There are a whole host of players capable of winning the US Open this week, but who are the most likely suspects in the hunt for glory?
It’s no surprise that the bookmakers view Johnson as the strong favourite for the year’s second major championship.
Prior to the freak injury that ruled him out of the Masters, the American was a truly dominant force in the men’s game, winning three tournaments in three starts – the Genesis Open, the WGC-Mexico Championship and the WGC-Dell Technologies Match Play – as he shot to the top of the world rankings.
Unfortunately, fate intervened on the eve of the year’s first major at Augusta when Johnson suffered a nasty fall down a staircase at his rental home, ruling him out of the tournament for which he was the overwhelming favourite.
Johnson returned to the PGA Tour in early May and immediately grabbed a second place at the Wells Fargo Championship, although he did suffer his first missed cut since January in the Memorial Tournament in early June. Inbetween those two events, he finished T12 at the Players Championship and T13 at the Byron Nelson.
It would be fair to say he hasn’t yet returned to the kind of form he showed prior to his Masters mishap, but that could very easily happen at Erin Hills, where he is the defending champion following his maiden major triumph 12 months ago.

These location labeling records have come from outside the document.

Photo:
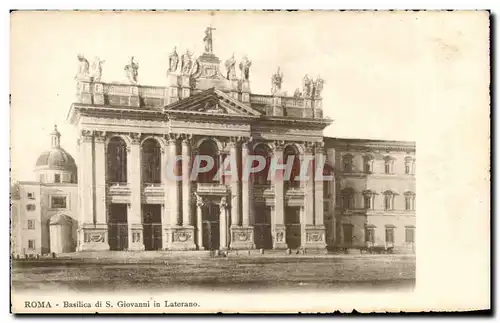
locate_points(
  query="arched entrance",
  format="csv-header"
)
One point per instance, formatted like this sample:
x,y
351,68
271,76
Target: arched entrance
x,y
210,223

Johnson’s record over the past year remains staggering – by far the best of any player in the world – and he’s still the man to beat.
It’s been a while since Jordan Spieth set the world alight in 2015. Back then, the 21-year-old (he’s 23 now) won both the Masters and the US Open, before being crowned FedEx Cup champion later that same year following his triumph at the season-ending Tour Championship. Comparisons with Tiger Woods abounded as golf prepared to crown its new heir apparent.
Spieth hasn’t been able to rise to those kind of lofty heights since, but he’s still one of the world’s best players by a comfortable margin and regularly finds himself in the mix for big wins.
Spieth captured his first victory of the season at Pebble Beach back in February, finished just outside the top 10 at Augusta and was runner-up at the Dean & Deluca Inviational only a couple of weeks ago.
Consecutive missed cuts at the Players Championship and Byron Nelson were uncharacteristic for him, however, and it would be fair to see he blows hotter and colder these days than he has at other times in his career.
Don’t be surprised to find him right near the top of the leaderboard come Sunday, however.
No one is quite sure in what kind of shape Rory McIlroy’s game will be in at Erin Hills.
The Northern Irishman only recently confirmed his participation in the tournament, after spending the last few weeks on the sidelines with a lingering rib injury which has been making life uncomfortable for him.
The injury, which McIlroy first suffered in the off-season, flared up again at the Players Championship, and has contributed to yet more downtime for a player already short on match practice.
Since the end of the WGC-Match Play on March 22, McIlroy has played in only two tournaments: the Masters, where he finished a very respectable seventh, and the Players, where he was well off the pace down in 35th place.
Having also pulled out of the Memorial, which would have been his final US Open warm-up, McIlroy will now head straight to Erin Hills, hopefully fully healed, to make only his sixth appearance of the season.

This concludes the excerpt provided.